Losing someone is never easy. They say it gets easier over time, but that is a lie. The pain of losing someone never goes away. It does not get easier, it just becomes more real.
I lost my uncle in 2007, I was only 9. I was barely old enough to understand what losing someone was and what it felt like. Now that I am older it becomes more and more of a reality that Christmas is and will never the same without him.
Christmas was full of laughter and traditions, ones that he created. Every year on Christmas Eve we would go to my aunts and uncles house. Once we got there, he was already there waiting for us with open arms and the biggest smile on his face. That is one thing that he never forgot to do, smile. I guess that is where I get it from.

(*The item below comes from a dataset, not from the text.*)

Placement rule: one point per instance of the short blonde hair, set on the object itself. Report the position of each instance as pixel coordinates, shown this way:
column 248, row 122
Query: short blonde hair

Later on after everyone ate dinner and it was time to open presents, he would dress up as Santa. My sister and I would run up the stairs screaming because we were so scared, he thought it was hysterical. After about 5 minutes of us screaming and crying he came up the stairs, pulled down his fake beard and showed us that it was only him. After a year or so we got better and stopped screaming and crying and truly enjoyed the tradition.
I look back at it now and think it was pretty funny, but also realize he knew how excited we were that Santa was coming that night. He wanted to bring laughter and happiness to us, even if we did scream and cry at first. Once he left, the tradition did too but it will forever stay with me.
Christmas was always my favorite holiday. Seeing my family and my uncle continuing the traditions as always made it so special. When you left, a piece of me did too. Christmas is never the same without you.
10 years. 10 Christmases without you and it does not get any easier. Merry Christmas in Heaven uncle Jimmy. I miss you and love you so much. I know you're up there smiling down on us every year in your Santa Costume.